Conocí a otros muchos escritores rusos emigrados. No llegué a encontrarme con Poplavski, que murió joven y era un violín lejano entre balalaikas.

Vete a dormir, oh Morella, qué horribles son las vidas aguileñas.

No olvidaré jamás sus entonaciones quejumbrosas, ni tampoco podré perdonarme jamás la malhumorada crítica en la que le ataqué por ciertos defectos triviales de sus inmaduros versos. Conocí al sabio, estirado y encantador Aldanov; al decrépito Kuprin, que sujetaba cuidadosamente una botella de vin ordinairemientras avanzaba por las calles lluviosas; a Ayhenvald —una versión rusa de Walter Pater—, que murió posteriormente atropellado por un tranvía; a Marina Tsvetaeva, esposa de un agente doble y poeta de talento, que, a finales de los treinta, regresó a Rusia y murió allí. Pero, naturalmente, el autor que más me interesaba era Sirin. Pertenecía a mi propia generación. Entre los escritores jóvenes que produjo el exilio, él era el más solitario y el más arrogante. Desde la aparición de su primera novela en 1925 y a lo largo de los siguientes quince años, hasta que desapareció tan extrañamente como había llegado, su obra provocó un interés tan profundo como morboso entre los críticos. Del mismo modo que los publicistas marxistas de los años ochenta en la vieja Rusia hubieran denunciado su despreocupación por la estructura económica de la sociedad, los mistagogos de las letras de la emigración deploraban su carencia de sensibilidad religiosa y de interés por la moral. Todas sus características tenían que resultar por fuerza una ofensa para las convenciones rusas y sobre todo para ese sentido ruso del decoro que, por ejemplo, se siente tan peligrosamente ofendido hoy en día por los norteamericanos cuando éstos, en presencia de distinguidos militares soviéticos, se pasean con ambas manos en los bolsillos de los pantalones. Contrariamente, los admiradores de Sirin alabaron mucho, quizás en demasía, su raro estilo, su brillante precisión, la funcionalidad de sus imágenes y cosas por el estilo. Los lectores rusos, que habían sido educados en la recia sencillez del realismo ruso y habían cogido en abrenuncio a las estafas decadentistas, se quedaron impresionados ante los ángulos especulares de sus claras pero misteriosamente engañosas frases, y por el hecho de que la verdadera vida de sus libros discurriera en sus figuras, que un crítico ha comparado con «unas ventanas que dan a un mundo contiguo..., un corolario rodante, la sombra de un tren de pensamiento». Por el cielo oscuro del exilio Sirin pasó, por utilizar un símil más conservador, como un meteoro, y desapareció sin dejar tras él más que cierto sentimiento de desasosiego.

3

A lo largo de mis veinte años de exilio dediqué una prodigiosa cantidad de tiempo a la composición de problemas de ajedrez. Se fija en el tablero cierta disposición, y el problema a resolver consiste en averiguar cómo hacerles mate a las negras en un número determinado de movimientos, por lo general dos o tres. Es un arte bello, complejo y estéril que sólo está relacionado con la forma corriente de este juego en la misma medida en que, por ejemplo, tanto el malabarista que inventa un nuevo número como el tenista que gana un torneo sacan provecho de las propiedades de las esferas. La mayor parte de los jugadores de ajedrez, de hecho, tanto maestros como aficionados, sólo sienten un leve interés por estos acertijos especializadísimos, fantásticos y elegantes, y aun en el caso de que apreciasen algún problema difícil se quedarían perplejos si alguien les invitara a que ellos mismos compusieran otro.
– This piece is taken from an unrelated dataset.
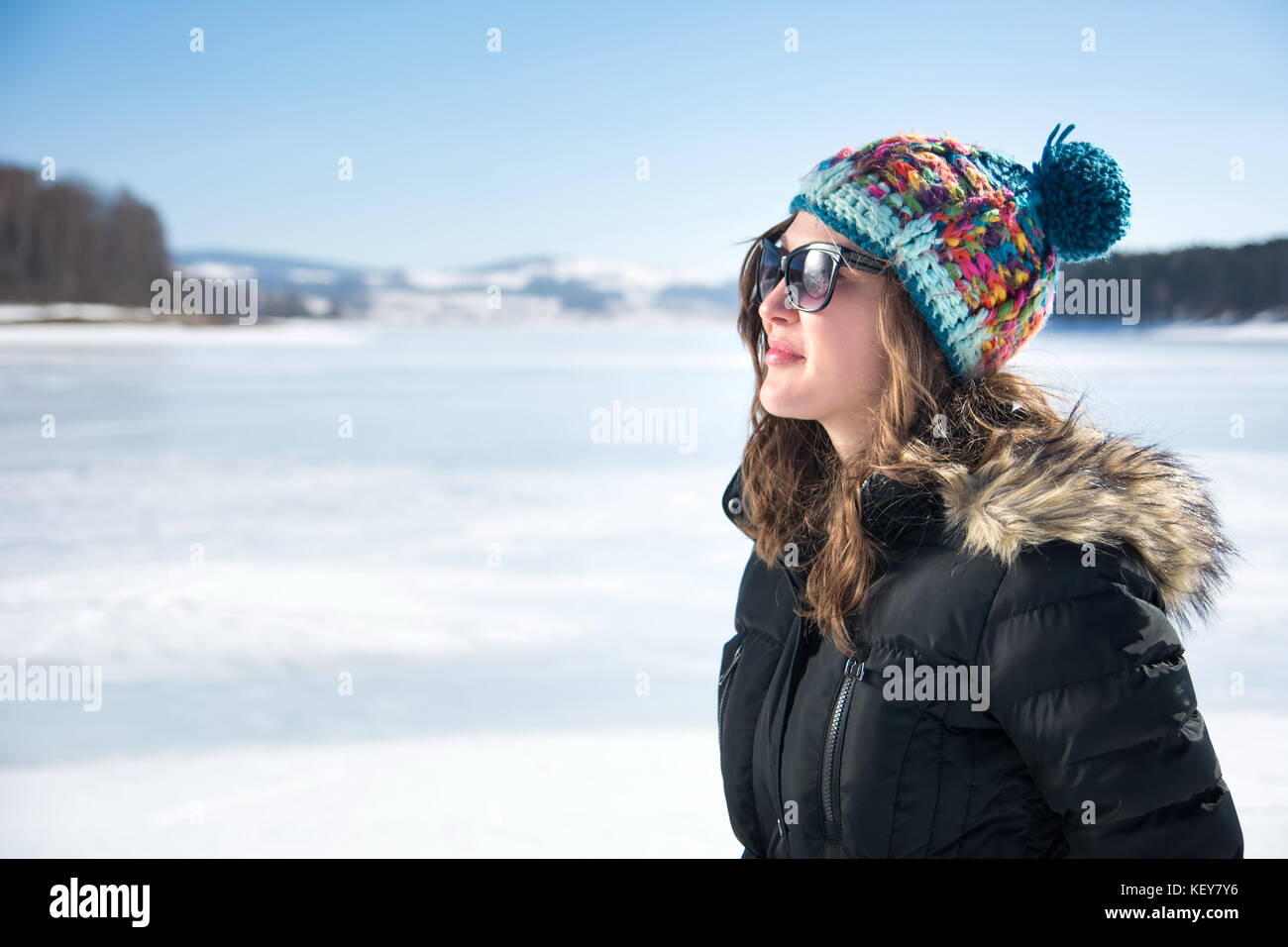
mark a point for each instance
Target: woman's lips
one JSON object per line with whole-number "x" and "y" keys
{"x": 781, "y": 355}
La invención de estas composiciones ajedrecísticas requiere una inspiración de tipo casi musical, casi poética, o, para ser absolutamente exacto, poético-matemática. Con frecuencia, en la amistosa mitad del día, en los márgenes de alguna ocupación trivial, en la ociosa estela de un pensamiento pasajero, sentía, sin previo aviso, una punzada de placer mental al notar que se abría en mi cerebro con un estallido la yema de un problema de ajedrez, prometiéndome así una noche de trabajo y felicidad. A veces era una manera de combinar un raro dispositivo estratégico con una rara línea defensiva; otras, la vislumbre de la configuración definitiva de las piezas que traduciría, con humor y gracia, un tema difícil que hasta entonces había desesperado de ser capaz de expresar; o podía ser un simple ademán hecho en medio de mi mente por las diversas unidades de fuerza representadas por los trebejos, algo así como una veloz pantomima, que me sugería nuevas armonías y nuevos enfrentamientos; fuera lo que fuese, pertenecía a un orden especialmente estimulante de sensaciones, y lo único que tengo en contra de todo eso hoy en día es que la maníaca manipulación de figuras esculpidas, o de sus equivalentes mentales, durante mis años más entusiastas y prolíficos, engulló una importante parte del tiempo que hubiese podido dedicar a las aventuras verbales.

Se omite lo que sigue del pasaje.